28 Then Rabshakeh stood up and shouted in the language of the Jews, “Listen to the message from the great king, the king of Assyria:”
29 The king says, “Don’t let Hezekiah trick you: he can’t save you from his power.”
30 Don’t let Hezekiah convince you to trust in God, telling you, “God will definitely save us, and this city won’t be given to the king of Assyria.”
31 Do not listen to Hezekiah: for the king of Assyria says, Make peace with me by giving a gift, and then come out to me. After that, each of you can eat from your own grapevine, and each can eat from his own fig tree, and drink water from your own well.
32 Until I come and take you to a land like yours, a land of grain and wine, a land of bread and vineyards, a land where olive oil and honey flow, so you may live and not die. Do not listen to Hezekiah who tells you that God will save us.
33 Did any nation’s god rescue its land from the king of Assyria?
34 Where are the gods of Hamath and Arpad? Where are the gods of Sepharvaim, Hena, and Ivah? Did they save Samaria from my power?

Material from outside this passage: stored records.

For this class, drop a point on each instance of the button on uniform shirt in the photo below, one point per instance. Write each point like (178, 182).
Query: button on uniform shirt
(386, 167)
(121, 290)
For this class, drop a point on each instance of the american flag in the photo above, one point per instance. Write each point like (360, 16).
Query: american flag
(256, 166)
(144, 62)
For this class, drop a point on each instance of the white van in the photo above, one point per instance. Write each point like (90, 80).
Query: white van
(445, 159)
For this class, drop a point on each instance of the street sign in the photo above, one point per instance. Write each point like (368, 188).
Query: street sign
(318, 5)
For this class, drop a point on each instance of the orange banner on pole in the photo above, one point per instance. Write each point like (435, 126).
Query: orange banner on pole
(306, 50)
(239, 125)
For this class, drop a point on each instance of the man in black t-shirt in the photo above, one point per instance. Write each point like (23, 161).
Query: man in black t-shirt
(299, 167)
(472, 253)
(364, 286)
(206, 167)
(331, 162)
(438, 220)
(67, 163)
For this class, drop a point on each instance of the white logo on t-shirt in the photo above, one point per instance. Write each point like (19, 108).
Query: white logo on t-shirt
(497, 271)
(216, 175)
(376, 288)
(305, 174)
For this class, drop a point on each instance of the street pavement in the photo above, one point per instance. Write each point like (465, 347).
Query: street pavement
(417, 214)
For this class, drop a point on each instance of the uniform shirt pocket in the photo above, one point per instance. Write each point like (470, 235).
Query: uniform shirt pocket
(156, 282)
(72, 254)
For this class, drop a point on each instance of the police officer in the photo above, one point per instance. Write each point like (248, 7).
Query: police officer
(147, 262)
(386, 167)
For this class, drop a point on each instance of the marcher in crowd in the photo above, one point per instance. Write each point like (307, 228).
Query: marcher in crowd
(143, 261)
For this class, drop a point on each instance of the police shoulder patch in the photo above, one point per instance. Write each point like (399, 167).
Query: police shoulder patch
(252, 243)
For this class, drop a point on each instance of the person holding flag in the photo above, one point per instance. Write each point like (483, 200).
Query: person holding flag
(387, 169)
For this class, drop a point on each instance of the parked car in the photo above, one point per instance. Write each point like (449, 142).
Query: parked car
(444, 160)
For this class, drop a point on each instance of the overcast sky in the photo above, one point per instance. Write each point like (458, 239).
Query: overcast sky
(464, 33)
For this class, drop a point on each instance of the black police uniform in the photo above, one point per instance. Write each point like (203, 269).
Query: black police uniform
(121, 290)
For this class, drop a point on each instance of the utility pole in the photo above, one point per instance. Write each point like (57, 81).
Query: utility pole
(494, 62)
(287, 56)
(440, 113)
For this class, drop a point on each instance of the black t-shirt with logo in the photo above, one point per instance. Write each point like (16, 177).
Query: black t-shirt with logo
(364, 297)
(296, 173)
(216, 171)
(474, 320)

35 Which gods of the nations have saved their lands from me, that God should rescue Jerusalem from my power?
36 The people stayed quiet and did not respond to him because the king had ordered, “Do not answer him.”
37 Eliakim, Hilkiah’s son who was in charge of the household, together with Shebna the secretary and Joah, Asaph’s son the historian, came to Hezekiah with their clothes torn and reported to him what Rabshakeh had said.